Materials and Methods: 1. Total RNA was extracted from urine samples (20 ml each) of 70 proteinuric (urine protein >+++) renal patients at the renal outpatient department of Edinburgh Royal Infirmary. This was followed by RT-PCR for nephrin, podocalyxin (podocyte specific mRNAs) and p-actin (positive control) cDNAs. Immunofluorescence was conducted on urine samples of 100 patients with similar criteria using an anti-synaptopodin antibody (podocyte antibody).

2. Induction of specific podocyte injury with diphtheria toxin (DT) in a transgenic mice expressing human diphtheria toxin receptor (hDTR) on podocytes. Mice DTR is normally resistant to the effects of DT. These transgenic mice were generated by male pronuclear microinjection of murine fertilized ova with the plasmid (pIN); a construct contains murine nephrin promoter (podocyte promoter) and hDTR gene which is human Heparin Binding-Epidermal Growth Factor cDNA (hHB-EGF cDNA).

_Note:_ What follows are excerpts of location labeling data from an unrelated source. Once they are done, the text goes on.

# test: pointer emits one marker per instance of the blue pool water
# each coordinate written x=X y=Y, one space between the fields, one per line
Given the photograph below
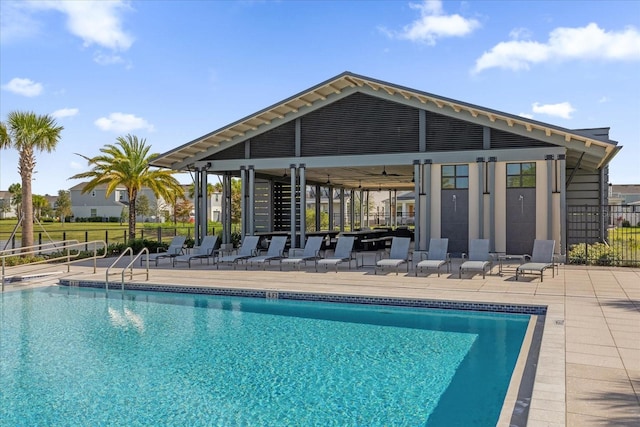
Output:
x=73 y=357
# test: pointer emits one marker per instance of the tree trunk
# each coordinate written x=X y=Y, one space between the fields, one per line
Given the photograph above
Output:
x=132 y=217
x=26 y=171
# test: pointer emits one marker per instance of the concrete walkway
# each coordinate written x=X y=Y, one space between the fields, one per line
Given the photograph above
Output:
x=589 y=365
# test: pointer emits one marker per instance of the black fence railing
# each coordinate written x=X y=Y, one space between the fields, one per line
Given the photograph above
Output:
x=603 y=235
x=109 y=235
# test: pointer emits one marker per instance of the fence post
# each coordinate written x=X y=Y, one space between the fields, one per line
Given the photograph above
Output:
x=586 y=235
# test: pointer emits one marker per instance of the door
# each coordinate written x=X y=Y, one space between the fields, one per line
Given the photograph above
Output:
x=454 y=207
x=521 y=207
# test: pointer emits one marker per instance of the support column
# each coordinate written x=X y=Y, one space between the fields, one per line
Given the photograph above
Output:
x=203 y=214
x=303 y=206
x=226 y=208
x=243 y=201
x=425 y=205
x=352 y=209
x=563 y=204
x=330 y=197
x=292 y=213
x=318 y=212
x=492 y=203
x=481 y=190
x=342 y=209
x=252 y=204
x=550 y=191
x=417 y=191
x=196 y=205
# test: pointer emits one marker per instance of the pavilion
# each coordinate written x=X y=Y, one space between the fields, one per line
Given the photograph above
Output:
x=475 y=172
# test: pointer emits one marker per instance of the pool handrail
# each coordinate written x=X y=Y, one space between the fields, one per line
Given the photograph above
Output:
x=132 y=260
x=63 y=245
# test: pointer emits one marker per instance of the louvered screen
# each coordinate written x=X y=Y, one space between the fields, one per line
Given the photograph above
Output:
x=359 y=124
x=262 y=210
x=502 y=139
x=282 y=207
x=449 y=134
x=277 y=142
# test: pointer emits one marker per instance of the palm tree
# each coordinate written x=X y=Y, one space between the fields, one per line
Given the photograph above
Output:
x=27 y=132
x=126 y=164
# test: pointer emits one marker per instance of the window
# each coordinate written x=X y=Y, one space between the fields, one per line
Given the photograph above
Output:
x=521 y=175
x=455 y=177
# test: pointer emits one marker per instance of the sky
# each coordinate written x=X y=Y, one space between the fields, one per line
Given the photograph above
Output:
x=172 y=71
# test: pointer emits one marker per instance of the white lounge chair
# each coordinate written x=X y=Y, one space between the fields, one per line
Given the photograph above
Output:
x=541 y=259
x=436 y=257
x=175 y=248
x=274 y=252
x=342 y=253
x=206 y=250
x=311 y=252
x=247 y=250
x=479 y=258
x=398 y=255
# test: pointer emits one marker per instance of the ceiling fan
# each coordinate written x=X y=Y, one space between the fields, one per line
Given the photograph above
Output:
x=385 y=173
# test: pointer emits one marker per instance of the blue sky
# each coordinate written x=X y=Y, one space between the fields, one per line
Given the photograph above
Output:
x=171 y=71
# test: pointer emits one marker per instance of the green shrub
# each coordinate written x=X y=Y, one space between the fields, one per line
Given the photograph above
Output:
x=594 y=254
x=137 y=245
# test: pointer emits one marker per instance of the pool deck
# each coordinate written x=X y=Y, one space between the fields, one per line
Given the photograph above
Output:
x=588 y=371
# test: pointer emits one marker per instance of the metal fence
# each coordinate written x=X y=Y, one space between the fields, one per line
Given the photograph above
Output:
x=109 y=235
x=603 y=235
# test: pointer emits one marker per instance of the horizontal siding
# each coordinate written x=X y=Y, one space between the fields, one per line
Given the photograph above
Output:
x=360 y=124
x=277 y=142
x=449 y=134
x=501 y=139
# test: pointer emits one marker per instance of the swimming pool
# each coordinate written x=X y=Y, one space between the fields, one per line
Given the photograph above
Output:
x=70 y=356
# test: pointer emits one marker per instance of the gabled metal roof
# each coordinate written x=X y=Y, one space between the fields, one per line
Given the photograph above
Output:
x=587 y=147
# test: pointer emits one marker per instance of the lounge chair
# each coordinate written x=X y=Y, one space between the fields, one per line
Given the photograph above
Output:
x=247 y=250
x=436 y=257
x=398 y=255
x=311 y=252
x=479 y=258
x=342 y=253
x=174 y=249
x=206 y=250
x=541 y=259
x=274 y=252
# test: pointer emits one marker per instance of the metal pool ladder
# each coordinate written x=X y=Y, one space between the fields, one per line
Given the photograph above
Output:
x=129 y=267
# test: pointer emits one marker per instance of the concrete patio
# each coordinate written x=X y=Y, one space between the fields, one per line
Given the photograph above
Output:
x=589 y=364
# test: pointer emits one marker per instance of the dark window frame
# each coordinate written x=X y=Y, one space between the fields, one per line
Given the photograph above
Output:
x=524 y=177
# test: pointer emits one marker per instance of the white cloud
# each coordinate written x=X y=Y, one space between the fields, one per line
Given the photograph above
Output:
x=562 y=109
x=590 y=42
x=434 y=24
x=120 y=122
x=16 y=22
x=75 y=165
x=65 y=112
x=95 y=22
x=24 y=87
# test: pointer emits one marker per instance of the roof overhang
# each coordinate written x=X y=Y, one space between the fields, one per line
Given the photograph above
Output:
x=594 y=152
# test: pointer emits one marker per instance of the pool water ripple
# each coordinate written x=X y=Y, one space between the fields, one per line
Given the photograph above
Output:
x=226 y=361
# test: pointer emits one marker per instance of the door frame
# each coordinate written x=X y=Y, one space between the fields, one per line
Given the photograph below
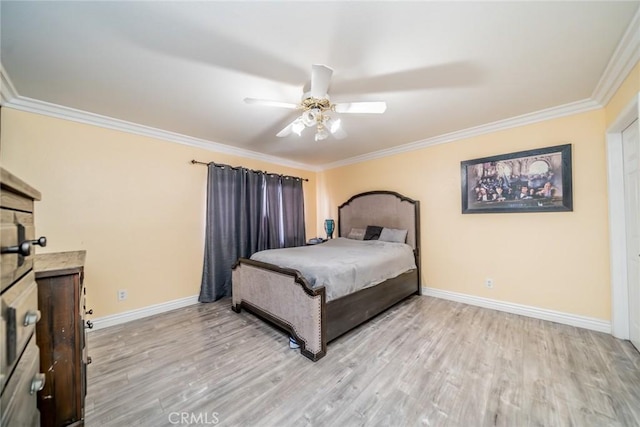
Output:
x=617 y=226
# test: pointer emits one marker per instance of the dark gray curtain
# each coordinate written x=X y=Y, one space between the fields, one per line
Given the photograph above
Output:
x=229 y=233
x=293 y=212
x=272 y=235
x=247 y=211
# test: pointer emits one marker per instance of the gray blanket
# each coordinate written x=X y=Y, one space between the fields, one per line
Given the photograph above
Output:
x=343 y=265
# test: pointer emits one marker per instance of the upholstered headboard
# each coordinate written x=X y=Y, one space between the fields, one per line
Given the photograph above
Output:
x=383 y=208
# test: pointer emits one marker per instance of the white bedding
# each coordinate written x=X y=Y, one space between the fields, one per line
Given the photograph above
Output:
x=344 y=265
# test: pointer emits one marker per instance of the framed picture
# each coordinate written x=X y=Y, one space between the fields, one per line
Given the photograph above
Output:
x=527 y=181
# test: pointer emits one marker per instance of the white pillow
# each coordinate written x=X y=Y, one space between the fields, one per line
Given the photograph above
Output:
x=356 y=234
x=393 y=235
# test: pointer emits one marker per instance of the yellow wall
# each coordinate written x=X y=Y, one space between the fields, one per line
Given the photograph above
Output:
x=553 y=260
x=134 y=203
x=629 y=88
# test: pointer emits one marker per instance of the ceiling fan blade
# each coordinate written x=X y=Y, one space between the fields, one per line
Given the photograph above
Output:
x=295 y=126
x=376 y=107
x=320 y=79
x=269 y=103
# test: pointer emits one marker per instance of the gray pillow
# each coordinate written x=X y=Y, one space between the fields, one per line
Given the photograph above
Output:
x=393 y=235
x=372 y=232
x=356 y=234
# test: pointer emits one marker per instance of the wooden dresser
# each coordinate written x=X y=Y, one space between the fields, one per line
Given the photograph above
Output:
x=20 y=376
x=61 y=337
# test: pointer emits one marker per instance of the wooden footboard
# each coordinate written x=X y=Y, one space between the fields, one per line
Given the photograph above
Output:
x=285 y=298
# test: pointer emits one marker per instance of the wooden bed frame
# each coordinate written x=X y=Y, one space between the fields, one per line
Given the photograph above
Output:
x=283 y=296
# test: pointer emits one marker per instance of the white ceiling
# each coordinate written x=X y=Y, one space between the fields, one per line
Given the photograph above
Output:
x=185 y=67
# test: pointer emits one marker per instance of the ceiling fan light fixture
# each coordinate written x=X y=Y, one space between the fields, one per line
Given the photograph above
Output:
x=310 y=117
x=298 y=126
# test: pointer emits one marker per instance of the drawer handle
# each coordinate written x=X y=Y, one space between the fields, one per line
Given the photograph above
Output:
x=42 y=241
x=31 y=318
x=37 y=383
x=23 y=249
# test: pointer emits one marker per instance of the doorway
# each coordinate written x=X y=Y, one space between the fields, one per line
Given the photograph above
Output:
x=624 y=223
x=631 y=156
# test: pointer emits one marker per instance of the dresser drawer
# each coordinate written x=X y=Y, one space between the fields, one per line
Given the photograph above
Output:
x=19 y=312
x=15 y=228
x=18 y=405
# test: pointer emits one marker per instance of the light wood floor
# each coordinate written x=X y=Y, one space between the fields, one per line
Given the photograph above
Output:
x=424 y=362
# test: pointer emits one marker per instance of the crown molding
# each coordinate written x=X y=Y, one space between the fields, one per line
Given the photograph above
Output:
x=53 y=110
x=624 y=58
x=522 y=120
x=7 y=90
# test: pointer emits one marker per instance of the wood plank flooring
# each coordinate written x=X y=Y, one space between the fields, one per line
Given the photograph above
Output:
x=425 y=362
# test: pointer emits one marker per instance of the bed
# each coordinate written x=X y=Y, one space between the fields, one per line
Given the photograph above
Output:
x=286 y=298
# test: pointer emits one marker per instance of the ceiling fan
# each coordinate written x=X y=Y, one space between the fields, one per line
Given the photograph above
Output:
x=316 y=106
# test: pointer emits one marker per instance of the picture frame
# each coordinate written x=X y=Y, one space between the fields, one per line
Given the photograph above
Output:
x=537 y=180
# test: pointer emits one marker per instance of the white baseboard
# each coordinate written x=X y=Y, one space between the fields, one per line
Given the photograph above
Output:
x=128 y=316
x=523 y=310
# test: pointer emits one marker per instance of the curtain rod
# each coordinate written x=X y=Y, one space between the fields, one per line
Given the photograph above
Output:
x=195 y=162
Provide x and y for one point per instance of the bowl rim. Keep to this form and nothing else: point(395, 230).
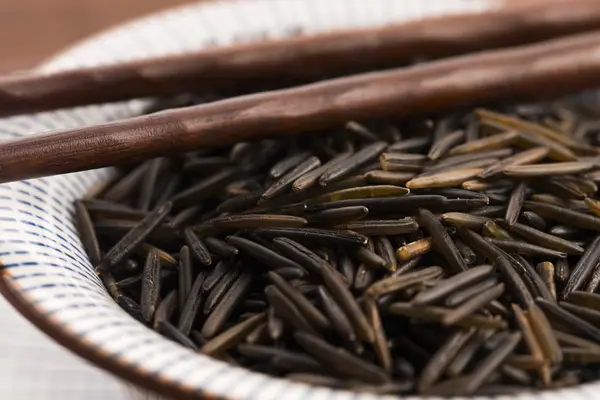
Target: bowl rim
point(10, 290)
point(18, 298)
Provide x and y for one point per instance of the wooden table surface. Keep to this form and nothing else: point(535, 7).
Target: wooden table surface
point(31, 30)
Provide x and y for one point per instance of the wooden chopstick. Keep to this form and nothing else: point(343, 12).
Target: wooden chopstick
point(551, 68)
point(300, 59)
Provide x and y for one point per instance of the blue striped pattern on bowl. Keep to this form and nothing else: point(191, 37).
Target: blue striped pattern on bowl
point(45, 265)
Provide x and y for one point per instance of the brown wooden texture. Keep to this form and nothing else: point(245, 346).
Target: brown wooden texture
point(550, 68)
point(311, 57)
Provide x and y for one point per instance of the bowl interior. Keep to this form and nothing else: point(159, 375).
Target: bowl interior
point(46, 271)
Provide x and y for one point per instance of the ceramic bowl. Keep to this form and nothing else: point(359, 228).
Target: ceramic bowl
point(46, 274)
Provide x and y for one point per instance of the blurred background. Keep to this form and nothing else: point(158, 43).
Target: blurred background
point(32, 30)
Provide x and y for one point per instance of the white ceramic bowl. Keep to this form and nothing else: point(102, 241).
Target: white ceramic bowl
point(46, 273)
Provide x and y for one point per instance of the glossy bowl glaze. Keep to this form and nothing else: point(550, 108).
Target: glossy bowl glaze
point(46, 274)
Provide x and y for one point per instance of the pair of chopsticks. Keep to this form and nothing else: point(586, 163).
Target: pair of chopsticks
point(550, 68)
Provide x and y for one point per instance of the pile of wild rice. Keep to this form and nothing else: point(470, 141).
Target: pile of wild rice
point(448, 256)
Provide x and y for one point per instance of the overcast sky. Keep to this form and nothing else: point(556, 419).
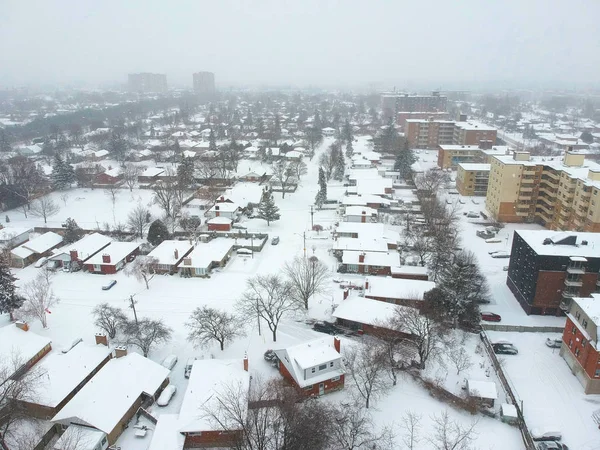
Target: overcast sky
point(441, 43)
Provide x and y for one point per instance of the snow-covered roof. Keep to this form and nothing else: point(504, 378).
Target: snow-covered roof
point(63, 372)
point(165, 252)
point(397, 288)
point(107, 397)
point(117, 251)
point(209, 379)
point(44, 242)
point(482, 389)
point(388, 259)
point(86, 246)
point(15, 342)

Results: 1. All of the 70 urine samples were negative for podocyte protein mRNAs by RT-PCR, although many samples gave positive ß-actin results, and control

human kidney cDNA gave consistently positive results. Of 1000 urine samples examined by immunofluorescence, only one (1%) gave a positive result. The technique was tested with human cultured podocytes and found to detect 10- 20% of the actual number of podocytes in urine, and a similar proportion of control cells.

2. Two trials of male pronuclear microinjection of fertilized murine ova with podocyte construct were undertaken. The first microinjection trial was unsuccessful but four hDTR transgenic founders (tg21.1, tg47.1, tg57.1, tg65.1) were established with the second round of microinjections. They gave identical results in two genotyping PCRs. These founders have shown the capability of passing the transgene to their phase 1 offspring.

Discussion 1. The results of urine examination for podocytes contrast with those reported by Hara and colleagues (1995 and 1998). This could be partly because they examined selected high risk patients, but it may also be relevant that podocalyxin can be found on platelets and elsewhere. I looked at a clinically relevant population using clinically applicable tests. I did not find evidence that urinary podocyte excretion commonly occurs at detectable levels in these patients.

2. The tg21.1 and tg57.1 founders produced relatively adequate offspring at phase 1. So, the plan was to stop parents from breeding and preserve them, test some of their phase 1 offspring kidneys with anti-hEGF antibody to look for the expression of hDTR on podocytes and set the rest of their offspring to breed. The parents of tg47.1 and tg65.1 did not produce adequate offspring for anti-hEGF staining, so they are and their phase 1 offspring continue to active breed.

Conclusions 1. Looking for urinary podocytes is not a clinically useful technique in patients with proteinuria.

2. Podocyte construct (pIN) has proved its validity by generating four transgenic founders by male pronuclear microinjection and furthermore, all of them have passed the transgene to their offspring.